Ya no es por lo tanto a los hombres a los que me dirijo, es
a ti, Dios de todos los seres, de todos los mundos y de todos los tiempos: si
está permitido a unas débiles criaturas perdidas en la inmensidad e
imperceptibles al resto del universo osar pedirte algo, a ti que lo has dado
todo, a ti cuyos decretos son tan inmutables como eternos, dígnate mirar con
piedad los errores inherentes a nuestra naturaleza; que esos errores no sean
causantes de nuestras calamidades.
Tú no nos has dado un corazón para que nos odiemos y manos
para que nos degollemos; haz que nos ayudemos mutuamente a soportar el fardo de
una vida penosa y pasajera; que las pequeñas diferencias entre los vestidos que
cubren nuestros débiles cuerpos, entre todos nuestros idiomas insuficientes,
entre todas nuestras costumbres ridículas, entre todas nuestras leyes
imperfectas, entre todas nuestras opiniones insensatas, entre todas nuestras
condiciones tan desproporcionadas a nuestros ojos y tan semejantes ante ti; que
todos esos pequeños matices que distinguen a los átomos llamados hombres no
sean señales de odio y persecución; que los que encienden cirios en pleno día
para celebrarte soporten a los que se contentan con la luz de tu sol; que
aquellos que cubren su traje con una tela blanca para decir que hay que amarte
no detesten a los que dicen la misma cosa bajo una capa de lana negra; que dé
lo mismo adorarte en una jerga formada de una antigua lengua o en una jerga más
moderna; que aquellos cuyas vestiduras están teñidas de rojo o violeta, que
mandan en una pequeña parcela de un pequeño montón de barro de este mundo y que
poseen algunos fragmentos redondeados de cierto metal, gocen sin orgullo de lo
que llaman grandeza y riqueza y que los demás los miren sin envidia: porque Tú
sabes que no hay en estas vanidades ni nada que envidiar ni nada de que
enorgullecerse.
¡Ojalá todos los hombres se acuerden de que son hermanos!
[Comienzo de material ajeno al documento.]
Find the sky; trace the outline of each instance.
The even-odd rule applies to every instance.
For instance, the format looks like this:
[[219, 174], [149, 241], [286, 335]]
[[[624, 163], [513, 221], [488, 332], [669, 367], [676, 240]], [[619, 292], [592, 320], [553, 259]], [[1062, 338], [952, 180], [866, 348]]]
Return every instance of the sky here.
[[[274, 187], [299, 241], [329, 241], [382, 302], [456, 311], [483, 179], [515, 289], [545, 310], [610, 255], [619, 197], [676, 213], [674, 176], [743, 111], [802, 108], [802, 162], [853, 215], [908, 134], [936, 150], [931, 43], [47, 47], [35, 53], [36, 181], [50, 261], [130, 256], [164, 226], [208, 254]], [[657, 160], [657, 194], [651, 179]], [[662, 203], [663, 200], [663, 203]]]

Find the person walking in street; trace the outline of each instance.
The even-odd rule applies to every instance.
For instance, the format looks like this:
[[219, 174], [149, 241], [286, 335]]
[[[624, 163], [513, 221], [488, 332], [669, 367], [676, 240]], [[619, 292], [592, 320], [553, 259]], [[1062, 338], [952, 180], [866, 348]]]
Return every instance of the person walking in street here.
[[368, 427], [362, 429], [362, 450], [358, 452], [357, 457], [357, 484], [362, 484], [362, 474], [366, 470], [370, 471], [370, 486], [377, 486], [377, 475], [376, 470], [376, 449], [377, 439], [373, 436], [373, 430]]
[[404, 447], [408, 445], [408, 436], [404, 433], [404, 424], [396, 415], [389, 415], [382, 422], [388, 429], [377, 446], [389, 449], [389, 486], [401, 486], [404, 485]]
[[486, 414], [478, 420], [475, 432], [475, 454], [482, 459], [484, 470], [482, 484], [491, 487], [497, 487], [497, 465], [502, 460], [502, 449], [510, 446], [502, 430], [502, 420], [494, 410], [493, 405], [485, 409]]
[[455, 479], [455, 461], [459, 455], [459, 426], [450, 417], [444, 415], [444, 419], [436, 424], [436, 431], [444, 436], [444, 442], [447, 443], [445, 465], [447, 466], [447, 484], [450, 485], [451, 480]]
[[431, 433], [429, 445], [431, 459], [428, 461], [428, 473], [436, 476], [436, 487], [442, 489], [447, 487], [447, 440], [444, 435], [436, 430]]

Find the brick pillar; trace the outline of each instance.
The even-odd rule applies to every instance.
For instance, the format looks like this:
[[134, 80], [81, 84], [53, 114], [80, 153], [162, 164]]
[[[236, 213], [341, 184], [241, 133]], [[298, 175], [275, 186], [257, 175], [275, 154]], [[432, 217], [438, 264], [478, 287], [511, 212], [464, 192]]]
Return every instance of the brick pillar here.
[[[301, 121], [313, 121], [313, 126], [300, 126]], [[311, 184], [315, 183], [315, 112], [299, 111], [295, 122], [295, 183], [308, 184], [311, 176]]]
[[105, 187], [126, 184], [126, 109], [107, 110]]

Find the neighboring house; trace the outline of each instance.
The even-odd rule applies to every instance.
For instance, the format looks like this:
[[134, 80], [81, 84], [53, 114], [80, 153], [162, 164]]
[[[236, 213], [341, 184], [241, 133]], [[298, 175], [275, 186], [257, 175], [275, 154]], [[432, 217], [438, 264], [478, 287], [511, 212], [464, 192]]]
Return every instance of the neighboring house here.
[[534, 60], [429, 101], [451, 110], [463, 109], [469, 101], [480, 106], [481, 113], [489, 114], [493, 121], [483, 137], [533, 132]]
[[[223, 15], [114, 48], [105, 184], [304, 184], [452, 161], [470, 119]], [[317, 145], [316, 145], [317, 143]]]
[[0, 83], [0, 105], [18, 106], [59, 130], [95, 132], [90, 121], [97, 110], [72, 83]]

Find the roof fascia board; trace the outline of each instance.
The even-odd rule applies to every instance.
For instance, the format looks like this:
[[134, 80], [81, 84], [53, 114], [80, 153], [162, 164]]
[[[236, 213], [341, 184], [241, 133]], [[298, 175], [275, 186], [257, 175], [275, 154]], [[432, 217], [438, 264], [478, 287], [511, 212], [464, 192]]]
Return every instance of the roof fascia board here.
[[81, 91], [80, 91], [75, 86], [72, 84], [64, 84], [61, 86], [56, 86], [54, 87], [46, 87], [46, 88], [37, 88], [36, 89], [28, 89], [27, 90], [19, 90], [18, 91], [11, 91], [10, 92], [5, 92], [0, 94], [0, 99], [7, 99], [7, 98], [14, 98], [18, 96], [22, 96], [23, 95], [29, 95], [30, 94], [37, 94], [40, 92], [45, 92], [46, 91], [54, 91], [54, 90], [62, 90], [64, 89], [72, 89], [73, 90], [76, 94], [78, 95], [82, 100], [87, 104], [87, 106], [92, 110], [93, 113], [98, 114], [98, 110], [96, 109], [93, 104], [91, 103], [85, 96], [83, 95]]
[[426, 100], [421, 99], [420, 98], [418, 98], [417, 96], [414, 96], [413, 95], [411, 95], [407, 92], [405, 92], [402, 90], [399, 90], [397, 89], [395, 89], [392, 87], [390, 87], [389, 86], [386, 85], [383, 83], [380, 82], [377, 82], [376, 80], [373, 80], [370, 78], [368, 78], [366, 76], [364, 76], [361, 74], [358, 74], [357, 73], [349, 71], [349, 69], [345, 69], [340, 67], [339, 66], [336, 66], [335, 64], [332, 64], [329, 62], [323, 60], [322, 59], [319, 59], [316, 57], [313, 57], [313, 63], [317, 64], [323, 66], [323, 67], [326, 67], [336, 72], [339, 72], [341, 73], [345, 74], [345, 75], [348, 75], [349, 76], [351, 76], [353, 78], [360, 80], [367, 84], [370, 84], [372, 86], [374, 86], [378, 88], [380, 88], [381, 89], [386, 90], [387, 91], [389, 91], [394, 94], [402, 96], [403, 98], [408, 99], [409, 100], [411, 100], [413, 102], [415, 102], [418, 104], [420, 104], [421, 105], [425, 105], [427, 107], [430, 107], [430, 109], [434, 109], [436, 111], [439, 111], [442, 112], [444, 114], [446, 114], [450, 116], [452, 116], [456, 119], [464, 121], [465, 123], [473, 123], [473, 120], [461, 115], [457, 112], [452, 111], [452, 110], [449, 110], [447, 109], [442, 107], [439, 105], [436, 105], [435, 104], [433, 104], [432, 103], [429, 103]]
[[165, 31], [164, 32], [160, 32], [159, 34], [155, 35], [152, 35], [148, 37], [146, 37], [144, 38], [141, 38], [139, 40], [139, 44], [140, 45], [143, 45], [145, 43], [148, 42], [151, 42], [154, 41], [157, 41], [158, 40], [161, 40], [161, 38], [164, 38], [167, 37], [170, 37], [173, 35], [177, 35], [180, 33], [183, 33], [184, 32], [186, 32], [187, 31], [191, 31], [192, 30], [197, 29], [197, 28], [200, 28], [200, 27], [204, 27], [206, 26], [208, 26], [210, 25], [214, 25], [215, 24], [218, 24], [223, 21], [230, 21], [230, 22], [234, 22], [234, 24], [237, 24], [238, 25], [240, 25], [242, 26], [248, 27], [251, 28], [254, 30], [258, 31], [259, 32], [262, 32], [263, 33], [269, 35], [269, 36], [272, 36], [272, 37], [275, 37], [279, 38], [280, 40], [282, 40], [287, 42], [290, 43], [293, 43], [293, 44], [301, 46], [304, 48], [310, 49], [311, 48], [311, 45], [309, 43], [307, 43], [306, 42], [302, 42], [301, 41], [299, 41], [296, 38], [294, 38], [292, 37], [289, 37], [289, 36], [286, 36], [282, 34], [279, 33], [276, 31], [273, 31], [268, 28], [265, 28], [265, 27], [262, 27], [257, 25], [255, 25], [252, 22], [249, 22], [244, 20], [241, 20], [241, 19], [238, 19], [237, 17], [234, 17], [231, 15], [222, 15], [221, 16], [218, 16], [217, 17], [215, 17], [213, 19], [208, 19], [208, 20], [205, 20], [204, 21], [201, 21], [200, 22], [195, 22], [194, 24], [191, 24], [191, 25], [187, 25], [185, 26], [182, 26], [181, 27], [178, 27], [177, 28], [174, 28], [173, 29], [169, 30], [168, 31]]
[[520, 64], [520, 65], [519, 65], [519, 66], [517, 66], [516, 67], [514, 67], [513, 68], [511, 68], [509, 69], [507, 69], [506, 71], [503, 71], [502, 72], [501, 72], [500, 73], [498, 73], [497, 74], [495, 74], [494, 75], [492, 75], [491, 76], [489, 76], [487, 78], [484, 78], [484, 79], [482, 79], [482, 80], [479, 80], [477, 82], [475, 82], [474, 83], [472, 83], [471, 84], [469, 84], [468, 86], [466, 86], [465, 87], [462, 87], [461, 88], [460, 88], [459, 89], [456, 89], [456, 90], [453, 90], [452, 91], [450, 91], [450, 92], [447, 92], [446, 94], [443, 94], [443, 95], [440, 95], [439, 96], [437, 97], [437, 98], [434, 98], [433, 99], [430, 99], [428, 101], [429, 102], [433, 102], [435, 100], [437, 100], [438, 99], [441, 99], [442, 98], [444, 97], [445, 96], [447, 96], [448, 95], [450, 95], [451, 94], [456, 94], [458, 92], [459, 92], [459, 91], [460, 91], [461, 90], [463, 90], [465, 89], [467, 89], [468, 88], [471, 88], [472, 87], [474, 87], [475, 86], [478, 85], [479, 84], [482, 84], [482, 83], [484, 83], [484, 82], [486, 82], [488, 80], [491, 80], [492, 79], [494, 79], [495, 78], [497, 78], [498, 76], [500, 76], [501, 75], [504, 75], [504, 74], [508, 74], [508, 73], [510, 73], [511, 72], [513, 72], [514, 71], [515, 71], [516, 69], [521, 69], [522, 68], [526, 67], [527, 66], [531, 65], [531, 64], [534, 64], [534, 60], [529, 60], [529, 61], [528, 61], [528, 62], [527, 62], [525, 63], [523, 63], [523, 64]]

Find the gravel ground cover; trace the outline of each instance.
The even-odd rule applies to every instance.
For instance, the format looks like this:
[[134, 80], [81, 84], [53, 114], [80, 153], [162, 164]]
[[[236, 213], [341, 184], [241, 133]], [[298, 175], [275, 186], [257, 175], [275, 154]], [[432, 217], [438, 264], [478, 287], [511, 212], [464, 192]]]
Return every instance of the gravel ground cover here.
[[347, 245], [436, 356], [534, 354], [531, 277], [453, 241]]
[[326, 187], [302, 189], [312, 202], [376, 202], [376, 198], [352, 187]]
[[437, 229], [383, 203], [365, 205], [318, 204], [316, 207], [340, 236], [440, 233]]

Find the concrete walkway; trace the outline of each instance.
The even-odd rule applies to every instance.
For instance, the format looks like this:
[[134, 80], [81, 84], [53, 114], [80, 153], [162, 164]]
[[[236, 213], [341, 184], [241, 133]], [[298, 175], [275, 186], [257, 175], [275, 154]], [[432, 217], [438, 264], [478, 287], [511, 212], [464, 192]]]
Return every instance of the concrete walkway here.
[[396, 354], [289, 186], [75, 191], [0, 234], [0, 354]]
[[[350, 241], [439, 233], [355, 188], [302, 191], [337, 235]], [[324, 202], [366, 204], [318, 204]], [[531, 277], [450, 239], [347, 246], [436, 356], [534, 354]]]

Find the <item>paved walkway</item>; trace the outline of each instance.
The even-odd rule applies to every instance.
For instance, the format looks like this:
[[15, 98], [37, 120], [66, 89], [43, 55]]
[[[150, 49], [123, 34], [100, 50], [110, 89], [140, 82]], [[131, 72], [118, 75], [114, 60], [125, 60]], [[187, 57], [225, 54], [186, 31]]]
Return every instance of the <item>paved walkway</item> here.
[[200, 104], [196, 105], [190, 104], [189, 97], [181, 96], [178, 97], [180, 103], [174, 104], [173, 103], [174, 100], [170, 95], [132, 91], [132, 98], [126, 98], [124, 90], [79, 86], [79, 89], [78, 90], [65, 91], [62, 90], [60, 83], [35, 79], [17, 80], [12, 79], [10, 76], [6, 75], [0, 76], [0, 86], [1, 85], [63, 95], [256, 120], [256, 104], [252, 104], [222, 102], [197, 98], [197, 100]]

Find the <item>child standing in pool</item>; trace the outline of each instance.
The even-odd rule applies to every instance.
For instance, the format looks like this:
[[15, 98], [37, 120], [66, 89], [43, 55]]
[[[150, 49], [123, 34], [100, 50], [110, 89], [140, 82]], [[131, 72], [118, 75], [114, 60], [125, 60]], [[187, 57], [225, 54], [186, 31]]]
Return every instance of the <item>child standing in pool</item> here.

¡Que odien la tiranía ejercida sobre sus almas como odian el
latrocinio que arrebata a la fuerza el fruto del trabajo y de la industria
pacífica!
Si los azotes de la guerra son inevitables, no nos odiemos,
no nos destrocemos unos a otros en el seno de la paz y empleemos el instante de
nuestra existencia en bendecir por igual, en mil lenguas diversas, desde Siam a
California, tu bondad que nos ha concedido ese instante.